The Germany-based international broadcaster Deutsche Welle (DW) reports in “Marx directs traffic in hometown on 200th birthday,” that in Marx’s home town of Trier, Germany, he now has his own traffic light. The Guardian recently ran a preview of many bicentenary events and publications, “Marx bicentenary to be marked by exhibitions, books – and pub crawls.” If you’re in Manchester, England next month, you can join one of the Manchester Walks, starting at the Friedrich Engels statue, to “follow in the Manchester footsteps of Karl Marx, the man who created a political philosophy that dominated half the world during the 20th century on his 200th birthday, 5 May 2018.” On May 2, Gresham College, in London, presents Karl Marx-200 Years On, by professor Gareth Stedman Jones, of Queen Mary University London, author of 2016’s Karl Marx: Greatness and Illusion.

In the United States, there was recently a “Karl Marx at 200” panel discussion at the University of Texas at Austin, and Illinois State University presented “Karl Marx in America: A seminar with Professor of History Andrew Hartman.” In Pittsburgh, the Humanities Center at Carnegie Mellon University has several more activities remaining in “Marx@200,” a series that began in January.

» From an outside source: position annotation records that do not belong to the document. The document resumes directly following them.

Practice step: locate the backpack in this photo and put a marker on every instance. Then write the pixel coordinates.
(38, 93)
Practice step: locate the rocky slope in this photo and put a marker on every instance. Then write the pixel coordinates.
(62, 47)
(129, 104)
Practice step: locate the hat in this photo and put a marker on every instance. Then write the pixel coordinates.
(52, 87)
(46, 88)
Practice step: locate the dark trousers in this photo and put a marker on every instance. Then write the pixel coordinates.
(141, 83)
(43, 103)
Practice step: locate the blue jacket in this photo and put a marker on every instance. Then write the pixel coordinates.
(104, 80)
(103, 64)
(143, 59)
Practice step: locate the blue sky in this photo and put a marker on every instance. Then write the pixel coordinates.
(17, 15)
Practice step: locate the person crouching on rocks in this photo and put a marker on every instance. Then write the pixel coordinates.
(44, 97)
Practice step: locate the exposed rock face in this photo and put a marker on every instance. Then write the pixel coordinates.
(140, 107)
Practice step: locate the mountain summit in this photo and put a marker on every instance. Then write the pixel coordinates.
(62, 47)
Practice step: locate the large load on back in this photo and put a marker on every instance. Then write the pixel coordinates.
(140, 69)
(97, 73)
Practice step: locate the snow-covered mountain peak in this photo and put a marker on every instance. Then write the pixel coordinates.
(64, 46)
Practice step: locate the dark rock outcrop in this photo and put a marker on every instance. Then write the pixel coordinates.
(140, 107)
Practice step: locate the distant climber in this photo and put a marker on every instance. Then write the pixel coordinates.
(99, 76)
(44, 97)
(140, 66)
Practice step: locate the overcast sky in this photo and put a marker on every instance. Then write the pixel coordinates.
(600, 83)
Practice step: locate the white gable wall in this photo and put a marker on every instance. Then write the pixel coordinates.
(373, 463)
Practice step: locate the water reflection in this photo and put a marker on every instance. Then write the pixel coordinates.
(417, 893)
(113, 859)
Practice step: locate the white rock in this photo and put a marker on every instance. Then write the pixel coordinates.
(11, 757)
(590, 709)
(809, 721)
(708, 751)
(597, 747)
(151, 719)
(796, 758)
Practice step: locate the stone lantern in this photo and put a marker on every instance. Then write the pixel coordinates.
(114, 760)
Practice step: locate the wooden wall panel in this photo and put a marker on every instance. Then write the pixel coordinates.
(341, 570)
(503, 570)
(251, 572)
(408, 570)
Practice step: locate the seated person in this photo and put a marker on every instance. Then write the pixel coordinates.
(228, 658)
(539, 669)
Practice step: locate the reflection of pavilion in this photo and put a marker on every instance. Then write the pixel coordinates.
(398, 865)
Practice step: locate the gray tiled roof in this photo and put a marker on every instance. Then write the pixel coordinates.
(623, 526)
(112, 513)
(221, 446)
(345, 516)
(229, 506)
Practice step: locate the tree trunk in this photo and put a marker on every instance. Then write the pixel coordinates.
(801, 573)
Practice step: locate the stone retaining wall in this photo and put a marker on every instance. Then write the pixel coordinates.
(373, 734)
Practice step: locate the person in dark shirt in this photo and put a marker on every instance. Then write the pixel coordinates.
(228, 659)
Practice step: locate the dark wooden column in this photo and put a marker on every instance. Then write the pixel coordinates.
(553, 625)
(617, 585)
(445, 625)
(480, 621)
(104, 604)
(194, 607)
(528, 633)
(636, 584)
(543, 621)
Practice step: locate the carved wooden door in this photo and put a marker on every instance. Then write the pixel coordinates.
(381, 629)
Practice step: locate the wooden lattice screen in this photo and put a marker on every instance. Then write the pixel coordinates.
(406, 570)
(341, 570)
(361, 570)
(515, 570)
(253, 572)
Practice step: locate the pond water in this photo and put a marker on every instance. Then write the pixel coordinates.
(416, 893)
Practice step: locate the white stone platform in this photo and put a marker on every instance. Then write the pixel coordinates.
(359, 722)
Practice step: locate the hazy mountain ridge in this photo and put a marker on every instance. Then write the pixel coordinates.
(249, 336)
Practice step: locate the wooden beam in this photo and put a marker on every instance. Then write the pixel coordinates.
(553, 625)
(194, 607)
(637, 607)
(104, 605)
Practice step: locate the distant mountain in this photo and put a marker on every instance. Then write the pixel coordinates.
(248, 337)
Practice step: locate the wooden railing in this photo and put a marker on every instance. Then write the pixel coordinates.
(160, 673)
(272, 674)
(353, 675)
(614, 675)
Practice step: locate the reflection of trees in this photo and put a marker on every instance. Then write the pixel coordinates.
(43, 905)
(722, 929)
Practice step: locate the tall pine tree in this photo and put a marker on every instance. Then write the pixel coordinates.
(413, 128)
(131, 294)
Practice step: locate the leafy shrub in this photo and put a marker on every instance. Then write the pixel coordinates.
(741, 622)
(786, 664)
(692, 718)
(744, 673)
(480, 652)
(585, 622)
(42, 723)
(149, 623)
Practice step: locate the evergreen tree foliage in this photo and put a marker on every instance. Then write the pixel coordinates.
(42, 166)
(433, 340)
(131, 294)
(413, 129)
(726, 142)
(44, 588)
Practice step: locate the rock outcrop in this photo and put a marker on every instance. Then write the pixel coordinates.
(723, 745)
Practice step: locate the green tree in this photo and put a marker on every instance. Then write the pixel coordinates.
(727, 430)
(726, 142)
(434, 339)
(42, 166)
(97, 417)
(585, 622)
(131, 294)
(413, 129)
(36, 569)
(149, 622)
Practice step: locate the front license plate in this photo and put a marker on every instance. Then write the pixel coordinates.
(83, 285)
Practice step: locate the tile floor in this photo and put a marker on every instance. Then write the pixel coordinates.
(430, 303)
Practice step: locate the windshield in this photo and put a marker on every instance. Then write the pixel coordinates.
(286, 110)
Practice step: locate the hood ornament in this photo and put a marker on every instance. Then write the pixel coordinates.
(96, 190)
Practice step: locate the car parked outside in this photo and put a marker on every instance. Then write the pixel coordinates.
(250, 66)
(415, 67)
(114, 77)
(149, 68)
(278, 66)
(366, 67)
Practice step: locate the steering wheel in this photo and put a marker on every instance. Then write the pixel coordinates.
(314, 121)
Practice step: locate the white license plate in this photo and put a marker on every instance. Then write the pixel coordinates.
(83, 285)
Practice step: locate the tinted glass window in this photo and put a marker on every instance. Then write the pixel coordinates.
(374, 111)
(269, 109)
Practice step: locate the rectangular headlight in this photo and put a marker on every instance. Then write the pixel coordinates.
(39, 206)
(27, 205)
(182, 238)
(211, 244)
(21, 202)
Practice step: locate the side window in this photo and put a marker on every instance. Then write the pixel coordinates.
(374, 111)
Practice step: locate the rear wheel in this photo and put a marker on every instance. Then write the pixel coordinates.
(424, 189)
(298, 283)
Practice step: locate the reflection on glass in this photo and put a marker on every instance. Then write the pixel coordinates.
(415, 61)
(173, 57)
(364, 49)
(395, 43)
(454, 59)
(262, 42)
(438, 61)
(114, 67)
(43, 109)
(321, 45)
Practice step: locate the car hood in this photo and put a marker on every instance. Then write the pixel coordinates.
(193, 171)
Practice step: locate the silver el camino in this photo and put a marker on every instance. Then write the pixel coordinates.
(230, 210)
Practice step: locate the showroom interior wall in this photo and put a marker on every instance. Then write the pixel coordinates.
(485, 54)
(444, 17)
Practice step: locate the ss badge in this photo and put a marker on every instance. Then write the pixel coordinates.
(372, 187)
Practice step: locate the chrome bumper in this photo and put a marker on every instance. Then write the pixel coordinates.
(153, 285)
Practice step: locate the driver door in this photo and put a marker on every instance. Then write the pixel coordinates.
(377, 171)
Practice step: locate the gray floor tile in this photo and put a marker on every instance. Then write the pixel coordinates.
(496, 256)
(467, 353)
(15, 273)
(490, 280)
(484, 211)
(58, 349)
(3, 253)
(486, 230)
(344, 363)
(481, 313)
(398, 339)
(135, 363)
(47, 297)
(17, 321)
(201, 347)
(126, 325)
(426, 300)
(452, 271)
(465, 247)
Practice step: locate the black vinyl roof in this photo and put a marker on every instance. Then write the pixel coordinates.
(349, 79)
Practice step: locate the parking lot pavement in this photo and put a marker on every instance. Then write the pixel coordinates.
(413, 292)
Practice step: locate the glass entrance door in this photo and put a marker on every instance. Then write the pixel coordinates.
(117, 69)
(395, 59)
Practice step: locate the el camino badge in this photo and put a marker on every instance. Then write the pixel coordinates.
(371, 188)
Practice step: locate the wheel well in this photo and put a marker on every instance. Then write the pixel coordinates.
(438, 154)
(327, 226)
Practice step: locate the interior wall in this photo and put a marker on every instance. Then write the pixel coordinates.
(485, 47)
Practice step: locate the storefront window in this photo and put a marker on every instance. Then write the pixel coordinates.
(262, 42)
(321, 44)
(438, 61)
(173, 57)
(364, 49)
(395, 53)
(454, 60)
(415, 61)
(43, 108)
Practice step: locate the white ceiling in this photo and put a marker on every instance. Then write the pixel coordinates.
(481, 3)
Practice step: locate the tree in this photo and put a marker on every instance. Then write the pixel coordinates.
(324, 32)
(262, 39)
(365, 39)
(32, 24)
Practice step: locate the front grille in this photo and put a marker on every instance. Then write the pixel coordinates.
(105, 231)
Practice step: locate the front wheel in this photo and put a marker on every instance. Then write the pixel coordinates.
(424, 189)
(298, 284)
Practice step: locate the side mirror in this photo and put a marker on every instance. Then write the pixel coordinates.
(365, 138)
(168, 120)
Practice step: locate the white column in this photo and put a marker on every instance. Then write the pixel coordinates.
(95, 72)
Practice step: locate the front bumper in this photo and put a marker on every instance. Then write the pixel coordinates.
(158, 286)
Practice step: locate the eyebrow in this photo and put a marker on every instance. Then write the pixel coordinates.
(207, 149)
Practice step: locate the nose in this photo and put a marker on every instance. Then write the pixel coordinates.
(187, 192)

I’ve previously written that Tom Butler-Bowdon, in his recent 50 Economic Classics, wrote about Marx’s Capital. In Tom’s 2015 book 50 Politics Classics, he covers The Communist Manifesto. Marx plays a major role in Paul Mason’s book of the same year, Postcapitalism: A Guide to Our Future. If you’d like a brief primer on how Marx worked each day, consult Mason Currey’s Daily Rituals: How Artists Work. Currey quotes Marx in 1859 as follows: “I must pursue my goal through thick and thin and I must not allow bourgeois society to turn me into a money-making machine.” Yet through sheer accumulation of publications in more than 150 years since then, that fate has unfolded. A 21st century Marx would have to figure out the meaning, importance, and applicability of the role of intellectual property in how that money-making machine works.